The television networks do an adequate job of covering politics and presidential elections, according to Kaplan. “They’re making a much greater attempt to cover the issues in some degree of depth,” he says, “but more often than not, news mistakes are mistakes of omission.”

For instance, when President Clinton became embroiled in a sex scandal at the White House in January 1998, the pope’s visit to Cuba was no longer a front page story.

“If it’s an amazing [international] story, it will get coverage, but it won’t get much, or it will leave quickly,” Kaplan says. “For instance, Israel/Palestine and all the recent violence in the Middle East – it certainly got a certain degree of coverage, but the coverage it would have received 15 years ago would have been much more detailed.”

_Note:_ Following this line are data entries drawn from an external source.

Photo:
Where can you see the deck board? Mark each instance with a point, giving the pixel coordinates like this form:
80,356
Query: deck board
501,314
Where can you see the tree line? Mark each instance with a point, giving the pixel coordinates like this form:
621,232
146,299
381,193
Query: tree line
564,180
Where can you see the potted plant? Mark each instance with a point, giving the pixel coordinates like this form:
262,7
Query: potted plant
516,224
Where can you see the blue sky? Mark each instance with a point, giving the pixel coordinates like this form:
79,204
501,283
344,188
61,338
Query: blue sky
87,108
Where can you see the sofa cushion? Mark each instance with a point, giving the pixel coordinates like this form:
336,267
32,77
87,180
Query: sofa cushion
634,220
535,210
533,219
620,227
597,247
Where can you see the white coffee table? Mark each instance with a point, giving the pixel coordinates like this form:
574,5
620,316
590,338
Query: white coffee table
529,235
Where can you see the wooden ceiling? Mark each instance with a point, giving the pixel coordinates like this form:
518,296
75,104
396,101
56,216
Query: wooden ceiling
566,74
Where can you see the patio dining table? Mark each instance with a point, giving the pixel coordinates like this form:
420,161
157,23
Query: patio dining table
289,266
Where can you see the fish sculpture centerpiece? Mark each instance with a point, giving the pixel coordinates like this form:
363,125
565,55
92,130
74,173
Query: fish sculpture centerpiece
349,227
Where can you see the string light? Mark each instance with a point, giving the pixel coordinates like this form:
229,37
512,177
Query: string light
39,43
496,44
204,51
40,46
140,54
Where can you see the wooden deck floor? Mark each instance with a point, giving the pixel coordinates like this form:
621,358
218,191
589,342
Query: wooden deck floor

Kaplan hopes to bring these issues to light in the classroom.

“The joy of coming to Harvard is that you can really spend time teaching people of extraordinarily high intellect and potential, and you spend a lot of time dealing, talking, and interacting with people who are also of high intellectual quality,” he says. “So I hope that we’re not just writing a eulogy for network news, because I don’t think one is necessary, but I’m hoping that in our study, research, and discussion that we can find some ways to improve news coverage and show the networks a better way.”

Kaplan admits he’s anxious to get started.

“I can’t wait. It’s going to be so great,” he says. “I’m so excited.”